To address the lack of standards to capture the (behavioral) intent of requirements, we propose the systems constraints language (SCL) and investigated the conceptual relation to industry standards such as SysML. By formally capturing functional requirements in models, all efforts by the test teams can focus on ensuring that requirement specifications are as complete as possible. Based on such specifications, we show that it is possible to automatically evolve a test suite (generating new ones, indicating impacted ones) to reflect a change to requirements. Next to that we show that it is possible to automatically select only the relevant tests and system configurations to run them on, to test that the updated system conforms to the specification change.

 

The proposed innovations have been realized in a tool called SpecDiff with a particular focus on making it easier to adopt in practice by trying to link as closely as possible to technologies and way of working in industry.

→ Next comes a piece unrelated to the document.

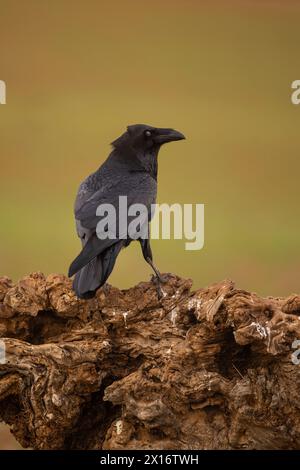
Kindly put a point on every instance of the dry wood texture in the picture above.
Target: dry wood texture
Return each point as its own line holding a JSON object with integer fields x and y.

A demo of the SpecDiff toolset can be seen here:

 

Execution of tests on various configurations requires each of those configurations to be available in test systems. Maintaining such a test park is very expensive, especially when realizing that switching between configurations takes more than a week (and several weeks if parts have to be ordered). In previous projects, a virtual test platform was developed to be able to run system tests without building up physical systems. The capabilities of this virtual test platform (see figure above) were extended to be able to simulate more different test situations and to automatically switch to a requested system configuration. As an example, the left side of the above figure displays a monoplane configuration of the Azurion. After automatically switching configurations, the virtual system has been changed into a bi-plane system (containing a second, lateral arc). By having the option to dynamically select system configurations, the need for expensive physical test systems becomes much smaller. See also the video.

 

Figure 4

 

The figure above depicts the test setup that is used to test Interventional Applications with the virtual test platform. After installing the right version of the Interventional Applications software (if needed), a Jenkins server uses the input from the impact analysis and triggers the execution of the required test set via a test PC that is again connected to both the Interventional Applications PC and the virtual test platform. This makes it possible to execute the entire test set, based on the impact analysis, automatically. Being able to use this setup on a daily basis will significantly improve the efficiency of testing, and, by having more accurate test sets and more testing capabilities, improve the quality of the software.